Муж княгини Тенишевой был одним из владельцев завода, стоял у его истоков — и зачем-то протянул тоннель под железной дорогой, из особняка за заводскую стену. Говорят, что тоннель затерялся, что вход в него не то забит, не то завален, — но это тоже большой вопрос, как может затеряться вот так, раз, ни с того ни с сего, целый тоннель.

А вдруг он не затерялся, а просто вход в него не в здании — а в парке? Крылышкин от сторожа петлял между деревьями — ну и наткнулся?

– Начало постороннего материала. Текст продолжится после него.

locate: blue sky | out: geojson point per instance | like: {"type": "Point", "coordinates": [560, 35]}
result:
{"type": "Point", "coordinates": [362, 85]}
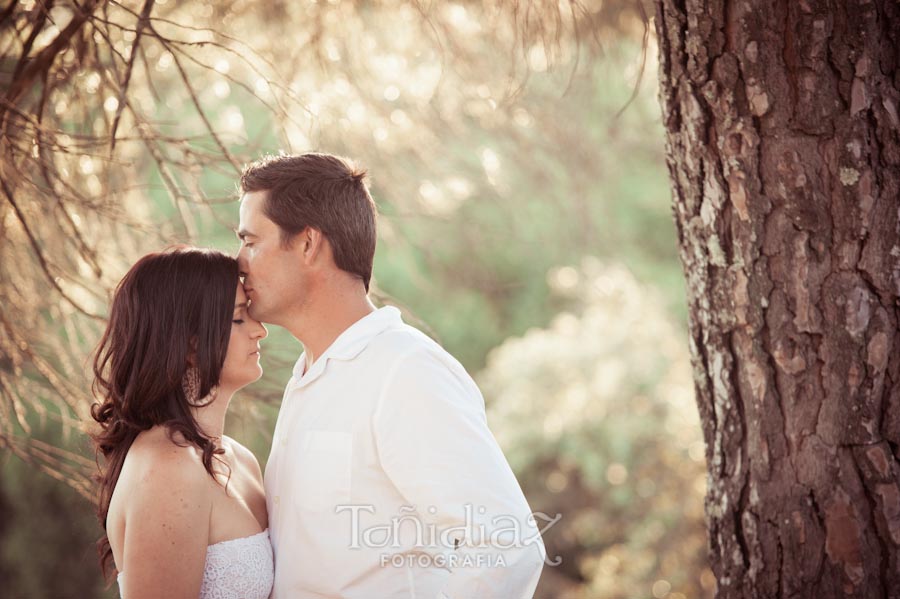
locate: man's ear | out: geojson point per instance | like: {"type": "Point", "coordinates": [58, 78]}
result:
{"type": "Point", "coordinates": [312, 243]}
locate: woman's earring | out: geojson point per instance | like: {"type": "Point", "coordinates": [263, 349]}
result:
{"type": "Point", "coordinates": [190, 384]}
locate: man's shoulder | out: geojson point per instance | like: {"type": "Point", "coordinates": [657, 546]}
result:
{"type": "Point", "coordinates": [403, 340]}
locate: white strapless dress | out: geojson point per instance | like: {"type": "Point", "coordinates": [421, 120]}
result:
{"type": "Point", "coordinates": [237, 569]}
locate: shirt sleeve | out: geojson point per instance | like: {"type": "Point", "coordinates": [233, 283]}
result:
{"type": "Point", "coordinates": [434, 444]}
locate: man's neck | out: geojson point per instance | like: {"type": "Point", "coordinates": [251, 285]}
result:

Я с тревогой посмотрел на стену — высокая и бесцветная, строгими бетонными ромбами расходилась она в стороны, и насколько хватало взгляда, не было в ней ни проема, ни ворот. Я представил, как Крылышкин пробирается по душному тоннелю, по щиколотку в серой пыли, как там, наверное, темно — темнее, чем под верстаком! — и Крылышкин идет на ощупь, задыхаясь от восторга, но и, конечно, дрожа от страха — которого не было бы и в помине, окажись мы в тоннеле вдвоем.

Я представил, как он издалека замечает впереди бледную щель в волос толщиной, чувствует дуновение прохладного воздуха, толкает пудовую дверь и вылезает у какого-нибудь цеха прямо из-под земли. Как отряхивается, чихает и тихонько идет по территории завода, а над ним встает, подпирая небо, похожая на маяк труба.

Крылышкин, конечно, пойдет прямо к ней, будет искать дверь, ведущую внутрь, и если найдет, и если она окажется открытой, то взлетит на самый верх по винтовой лестнице в миллион ступенек, выберется на смотровую площадку на самом верху, вцепится в узкие ледяные перила и, щурясь от бьющего в лицо ветра, будет смотреть на расстилающийся под ним город — и увидит и свой дом, и мой, и школу, и мост через реку, и, конечно, парк в огнях фонарей, а в его глубине — коробочек Цэвээра, стены, крыльцо, точки окон.

Увидит он и крошечную фигурку, застывшую у самых рельс, — меня.

Я повернулся и стал приглядываться к трубе — не машет ли мне со смотровой площадки Крылышкин?

На фоне звездного неба она стояла странно яркая, светлая, точно из картона вырезанная.

— Эй! — окликнул меня далекий голос. — Эй!

Голос был Крылышкина.

Голос был Крылышкина, но доносился не от башни, а из-за моей спины. Я обернулся и увидел Крылышкина прижавшимся к парковой ограде с той стороны. Он окликал меня и махал рукой, высовывая ее между прутьями.

Я еще раз — с сожалением — посмотрел на трубу и стал спускаться с насыпи, скользя подошвами по камням.

— А я тебя ищу! — восклицал Крылышкин из-за ограды. — Круги наворачиваю.

Мы пошли вдоль ограды — я с одной стороны, он с другой.

— Тут пролезь, — посоветовал Крылышкин. — У крыльца сторож караулит.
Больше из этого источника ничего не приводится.